Wednesday, February 11, 2009

Prisoners for Sale

Kurt Kruger, jailed for being with a friend who shoplifted DVDs
(AP Photo/Matt Rourke)

Once upon a time, I recall being horrified when I heard that we were outsourcing our prisons. Prisons? For money? Locking people up to turn a profit? Yes. Those institutions necessary for civil society, those necessary evils that make nervous the patriots among us. They were now Enterprise.

Yes, yes, yes, yes, yes. The business of America is business, and we are always on the lookout for new ways to construct a profit. We will turn every stone, explore every hole, climb every tree, sell anything that smacks of advantage, and then turn around and laud our behavior as some sacred ritual that keeps the wheels of commerce – and, so the world – turning. Like Ezekiel’s. Limits are something to be explained to children who cannot yet understand our holy quest, this place we call reality.

But, this BUSINESS of paying someone to keep another being, another citizen imprisoned?
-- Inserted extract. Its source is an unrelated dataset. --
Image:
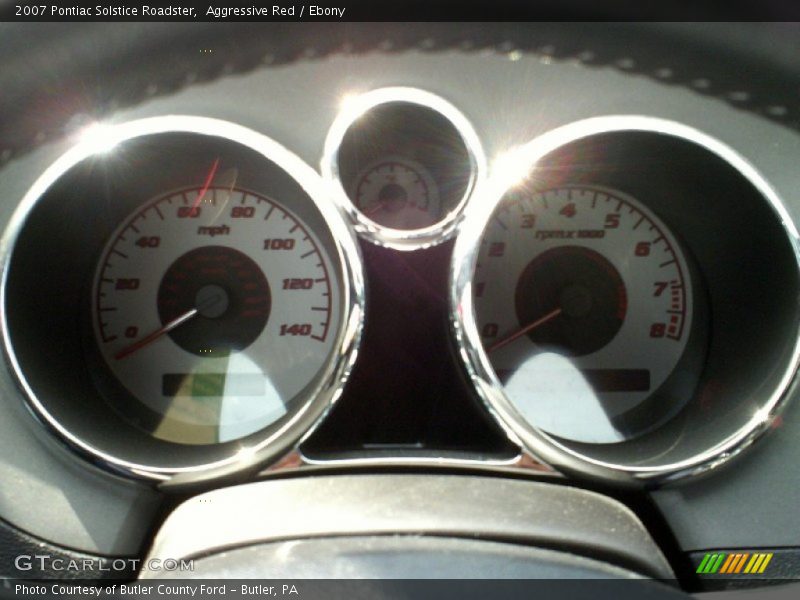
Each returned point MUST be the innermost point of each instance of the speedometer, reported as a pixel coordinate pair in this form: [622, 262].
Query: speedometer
[584, 303]
[213, 308]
Whoa! Let me recap: I get money if I send you away? I get money if I KEEP you locked up? Wow. OK. Let me ask another question: I have the majority vote and the regulations deciding whether or not you remain in prison? And, I have the power to tack on the extra time that equals extra profits for me and mine? Cool! I am ALL IN!

To say that it is the height of immorality is like saying rape is an infringement. Those who would seek to make a profit from the suffering of others – read that: suffering that they can control and extend – are damned. Those who set up a corporation in order to profit from the windfall dumped upon the heads of shareholders are running their own circle in hell.

Current events example? It seems that
two judges (not a solitary, errant, hypocritical gnome, but two – oh let’s call them –demons) in my home state thought it perfectly acceptable to send thousands of kids to a private juvenile hall, or wilderness program, or whatever other cute name they created to trip up anyone who would think twice about the circumstances. These two judges thought it perfectly A-OK to send kids away for the minor crimes other judges would refer to parents, counselors, and anyone else who could possibly give a damn. Perfectly acceptable to do so at more than twice the normal rate of incarceration for such crimes. What? That’s part of the job, right? Judicial latitude.

Did it set off any alarm bells to find that social workers AND prosecutors complained about the off-scale rates of incarceration? The complaints did little to stop the flow of kids into the private prisons for years, until someone discovered that the judges had extorted fees from the owners of the private juvenile programs. Yo! Pay me, and I'll channel kids through your systems in numbers sufficient to turn a profit. Everyone's a winner - right?

The kids lost months and years in the programs. The judges made money. Hundreds? Thousands? No, Millions. Millions of dollars for sending some punks away. All good, right? Peace maintained.

No. Yea! No!!! Charges have been filed.

One judge did the apologetic “What was I thinking?!” dance. The other is silent. On the advice of his lawyer, of course. I guess he hopes for a judge that shares his sensibilities. Did I mention that a number of the kids did not have lawyers?

Perhaps we should just dig properly portioned holes for these two, Just to move them closer to their circle.


Janie said...

I saw a headline about the crooked judges today but never got around to reading the story until I read your blog.
Wow. That's rotten and low, all right.
I agree, allowing our "private, for profit" way of doing things to extend to the legal system is immoral. Actually, there's a lot about "private, for profit" that's immoral. Drug companies faking studies, for instance, and ignoring data about people having deadly complications. Or peanut butter factories sending out salmonella laced goods. Or... well, you get the idea. We could go on with this list for awhile.
But kids being sent to juvy jail for a judge's profit? Truly unconscionable. I hope somebody's superheating the fires of hell for those crooked judges.

CoyoteFe said...

Janie -

It seems out sins are endless. Worse is when we ignore them, because it is beneficial to do so. Worse still is using our fears to benefit from sins. And, yes! Those who generate BILLIONS in profits from healing - or pretending to heal - people own the hell-circle right next to these judges. A song for another day.

Carolyn said...

My fear is not the collapse of our economy but the collapse of our morality....when everything is for sale/profit and the only way to "live" is to sell each other out....I worry what we are creating.
My personal feeling is we are flees on a big wet dog and one day that dog is just going to shake us all off!
Blessings and smiles

Lori Skoog said...

Fe...I knew nothing about this, thanks for enlightening me. Please do a follow up on these judges.

By the by, how goes it over there?

rebecca said...

Okay, for once, you've left me speechless. I resign myself from the human race.

CoyoteFe said...

Carolyn -
I'm with you. Yes, we must feed and clothe ourselves, but then is the next thing gadgets and investments or justice and compassion?

Lorelei -
I will check for more info. Hope all is well in the land of the brrrr!

Rebecca-san -
Nooooo! Come back! We have benefits. And chocolate.